As industry long timers and historians know, there wasn’t one single video game manufacturer back in 1970. But by 1980, there were 10 American companies (from Atari to Williams), plus six more Japanese factories turning out what some still called “coin-operated TV games.” If we really want to be complete, we can lump in another seven making poker and other “gray area” machines. Adding in kits not many years later, coin-op video manufacturing would continue to grow bigger before it turned around to the small, but sterling few, making them today.
But, let’s return to the game’s beginnings. Atari, which had invented coin-op video in the first place, also earned what some would call the “dubious distinction” of creating “home video” as well. During the mid ’70s, their designers launched the consumer side of this form of amusement by building a small “console” with wires and alligator clips that connected to the back of your living room television set, enabling the family to play their signature game Pong without having to go to the bar, arcade or convenience store to enjoy it. It marked the beginning of an industry that would spectacularly out-distance coin-op and hurt it in the process.

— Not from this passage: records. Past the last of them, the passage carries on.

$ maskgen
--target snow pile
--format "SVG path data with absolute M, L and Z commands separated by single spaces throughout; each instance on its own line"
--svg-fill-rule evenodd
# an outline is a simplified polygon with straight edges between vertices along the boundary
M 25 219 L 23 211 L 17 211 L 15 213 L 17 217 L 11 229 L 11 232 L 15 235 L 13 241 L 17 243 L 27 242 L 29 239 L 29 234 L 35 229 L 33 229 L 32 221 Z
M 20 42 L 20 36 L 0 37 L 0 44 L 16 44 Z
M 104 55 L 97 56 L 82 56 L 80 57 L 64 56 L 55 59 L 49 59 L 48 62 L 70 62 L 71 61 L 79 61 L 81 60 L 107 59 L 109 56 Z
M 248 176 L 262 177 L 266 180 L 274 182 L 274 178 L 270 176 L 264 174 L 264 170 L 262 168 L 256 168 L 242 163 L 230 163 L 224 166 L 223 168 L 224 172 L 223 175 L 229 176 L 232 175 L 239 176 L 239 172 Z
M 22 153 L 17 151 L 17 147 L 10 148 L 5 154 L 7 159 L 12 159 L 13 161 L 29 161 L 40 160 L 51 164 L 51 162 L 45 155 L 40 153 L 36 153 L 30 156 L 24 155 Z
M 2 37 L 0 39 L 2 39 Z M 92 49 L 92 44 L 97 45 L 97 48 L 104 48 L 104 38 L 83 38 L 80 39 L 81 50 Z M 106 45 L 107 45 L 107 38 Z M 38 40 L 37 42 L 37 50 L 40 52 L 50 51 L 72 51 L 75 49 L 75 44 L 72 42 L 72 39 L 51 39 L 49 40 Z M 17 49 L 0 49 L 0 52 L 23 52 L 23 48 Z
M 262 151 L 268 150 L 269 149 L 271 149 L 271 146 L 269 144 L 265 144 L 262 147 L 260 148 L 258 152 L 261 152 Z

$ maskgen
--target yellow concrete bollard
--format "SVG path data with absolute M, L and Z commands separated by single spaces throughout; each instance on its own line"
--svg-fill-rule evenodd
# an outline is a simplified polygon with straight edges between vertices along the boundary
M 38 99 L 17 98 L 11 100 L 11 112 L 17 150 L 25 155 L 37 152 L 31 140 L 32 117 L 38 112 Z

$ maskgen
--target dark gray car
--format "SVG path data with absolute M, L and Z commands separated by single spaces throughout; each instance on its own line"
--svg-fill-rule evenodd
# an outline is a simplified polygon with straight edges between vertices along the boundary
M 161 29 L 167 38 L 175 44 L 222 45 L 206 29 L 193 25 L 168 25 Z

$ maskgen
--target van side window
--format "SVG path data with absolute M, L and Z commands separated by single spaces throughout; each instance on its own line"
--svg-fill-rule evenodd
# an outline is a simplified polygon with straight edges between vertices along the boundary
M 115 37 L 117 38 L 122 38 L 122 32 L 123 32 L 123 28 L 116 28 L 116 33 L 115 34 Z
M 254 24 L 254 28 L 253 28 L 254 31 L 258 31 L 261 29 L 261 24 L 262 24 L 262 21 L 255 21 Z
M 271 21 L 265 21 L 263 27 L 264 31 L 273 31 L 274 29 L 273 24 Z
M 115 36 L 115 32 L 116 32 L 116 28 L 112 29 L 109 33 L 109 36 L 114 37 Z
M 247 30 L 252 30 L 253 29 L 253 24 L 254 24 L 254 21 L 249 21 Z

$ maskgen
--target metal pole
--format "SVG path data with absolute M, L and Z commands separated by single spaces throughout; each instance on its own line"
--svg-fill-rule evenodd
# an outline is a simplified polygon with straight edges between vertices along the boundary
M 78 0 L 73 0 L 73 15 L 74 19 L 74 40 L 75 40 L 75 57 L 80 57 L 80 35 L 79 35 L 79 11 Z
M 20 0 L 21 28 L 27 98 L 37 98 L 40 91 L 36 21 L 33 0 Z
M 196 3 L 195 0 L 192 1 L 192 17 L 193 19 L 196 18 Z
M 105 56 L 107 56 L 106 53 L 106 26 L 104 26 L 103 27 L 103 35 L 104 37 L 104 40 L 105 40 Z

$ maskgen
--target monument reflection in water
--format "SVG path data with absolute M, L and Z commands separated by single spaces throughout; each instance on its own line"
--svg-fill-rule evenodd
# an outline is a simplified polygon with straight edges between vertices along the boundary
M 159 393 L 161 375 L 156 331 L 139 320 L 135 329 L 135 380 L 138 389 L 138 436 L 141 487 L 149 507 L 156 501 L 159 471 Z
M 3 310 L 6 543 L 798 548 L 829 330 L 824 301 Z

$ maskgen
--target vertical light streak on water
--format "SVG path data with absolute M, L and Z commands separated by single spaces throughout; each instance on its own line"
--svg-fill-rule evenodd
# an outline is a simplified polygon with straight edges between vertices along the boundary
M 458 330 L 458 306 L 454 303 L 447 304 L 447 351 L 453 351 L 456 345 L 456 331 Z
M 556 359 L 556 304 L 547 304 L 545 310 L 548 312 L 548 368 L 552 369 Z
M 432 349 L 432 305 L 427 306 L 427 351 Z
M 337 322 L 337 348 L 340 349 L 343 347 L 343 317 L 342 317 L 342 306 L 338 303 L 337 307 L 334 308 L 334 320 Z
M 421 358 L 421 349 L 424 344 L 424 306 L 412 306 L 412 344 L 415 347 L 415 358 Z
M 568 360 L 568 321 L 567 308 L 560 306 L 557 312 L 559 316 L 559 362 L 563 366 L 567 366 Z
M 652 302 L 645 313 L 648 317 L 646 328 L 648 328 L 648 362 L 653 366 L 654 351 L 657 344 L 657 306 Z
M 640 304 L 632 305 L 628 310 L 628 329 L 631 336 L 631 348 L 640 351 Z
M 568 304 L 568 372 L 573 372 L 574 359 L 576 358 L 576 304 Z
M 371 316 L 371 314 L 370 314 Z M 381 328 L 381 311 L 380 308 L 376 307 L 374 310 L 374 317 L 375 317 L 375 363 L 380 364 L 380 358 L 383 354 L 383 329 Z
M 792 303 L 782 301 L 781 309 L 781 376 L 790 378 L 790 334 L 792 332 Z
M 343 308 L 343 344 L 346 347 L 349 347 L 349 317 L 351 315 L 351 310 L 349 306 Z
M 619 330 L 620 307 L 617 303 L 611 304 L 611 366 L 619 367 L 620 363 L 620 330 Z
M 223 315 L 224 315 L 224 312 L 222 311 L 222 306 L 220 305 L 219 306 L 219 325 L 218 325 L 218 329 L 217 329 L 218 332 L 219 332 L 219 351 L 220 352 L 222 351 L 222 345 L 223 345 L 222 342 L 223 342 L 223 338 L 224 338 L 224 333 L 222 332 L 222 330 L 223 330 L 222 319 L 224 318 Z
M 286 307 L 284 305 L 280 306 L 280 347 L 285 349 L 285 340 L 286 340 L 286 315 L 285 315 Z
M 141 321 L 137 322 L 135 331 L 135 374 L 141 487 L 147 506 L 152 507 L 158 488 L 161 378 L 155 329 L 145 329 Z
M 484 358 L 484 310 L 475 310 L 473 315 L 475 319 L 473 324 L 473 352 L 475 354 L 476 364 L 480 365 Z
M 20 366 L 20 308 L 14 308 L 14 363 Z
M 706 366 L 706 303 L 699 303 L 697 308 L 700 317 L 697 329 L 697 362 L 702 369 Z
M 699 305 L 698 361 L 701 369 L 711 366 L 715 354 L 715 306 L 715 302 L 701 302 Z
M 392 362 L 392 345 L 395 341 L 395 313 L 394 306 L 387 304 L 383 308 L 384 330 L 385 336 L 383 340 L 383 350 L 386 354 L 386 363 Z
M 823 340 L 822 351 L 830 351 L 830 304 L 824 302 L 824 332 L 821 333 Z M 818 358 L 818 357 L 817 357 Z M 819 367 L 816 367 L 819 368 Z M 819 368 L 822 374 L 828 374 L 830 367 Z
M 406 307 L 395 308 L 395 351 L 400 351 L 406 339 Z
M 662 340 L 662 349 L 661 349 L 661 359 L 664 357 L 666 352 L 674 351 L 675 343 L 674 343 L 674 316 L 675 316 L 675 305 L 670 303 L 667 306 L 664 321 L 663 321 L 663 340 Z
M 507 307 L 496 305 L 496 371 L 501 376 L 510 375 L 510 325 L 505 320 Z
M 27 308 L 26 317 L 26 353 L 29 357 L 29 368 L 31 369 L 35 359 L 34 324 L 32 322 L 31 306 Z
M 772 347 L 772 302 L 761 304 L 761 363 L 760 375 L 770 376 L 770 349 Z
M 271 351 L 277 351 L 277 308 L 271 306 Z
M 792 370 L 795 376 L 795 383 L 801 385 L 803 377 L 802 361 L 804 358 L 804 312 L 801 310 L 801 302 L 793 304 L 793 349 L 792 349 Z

I remember going out to Las Vegas for one of the early Consumer Electronics shows at which my friend Paul Jacobs was showing some Neo-Geo home video cartridges. RePlay was doing well covering the coin-op side, consuming so much of my time then that I only looked at this home product with mild interest. I had better fish to fry writing about games like Defender and Pac-Man that were kicking butt out there on the street and in the game room. Somebody at that show, Paul maybe, wondered if I should make a magazine for this home video business and I said something like: “No, that’s a tall order, and I’m already up to here making RePlay.”
If I’d have gone after that market, I could be living in Elvis’ old house in Beverly Hills on the “good side” of Sunset Boulevard today. But, however true that may be, I don’t regret spending my life covering the coin-op business. If you do something long enough, it becomes a comfort zone. There may not be many still around who remember Bert Lane, Barney Sugerman, Billy Cannon or Bob Jones, but I do…and a whole lot more like Billy O’Donnell whose Bally/Midway combine brought the business some of the finest electronic pins and videos in history.
Maybe I was imprinted as a “member of the coin-op tribe” the day “arcade king” Mike Munves brought me up to the second floor of his dealership on New York’s 10th Avenue and, after adjusting my eyes to the blazing light of all those shopped-up, picture-perfect Mutoscopes, kiddie rides, fortune tellers, hockey tables and target rifles on display that he used to rent to the movie business, felt like I’d arrived. Sometimes there’s a whole lot more to a person’s life’s work than building a retirement nest egg. Sometimes there are priceless memories to go along with that.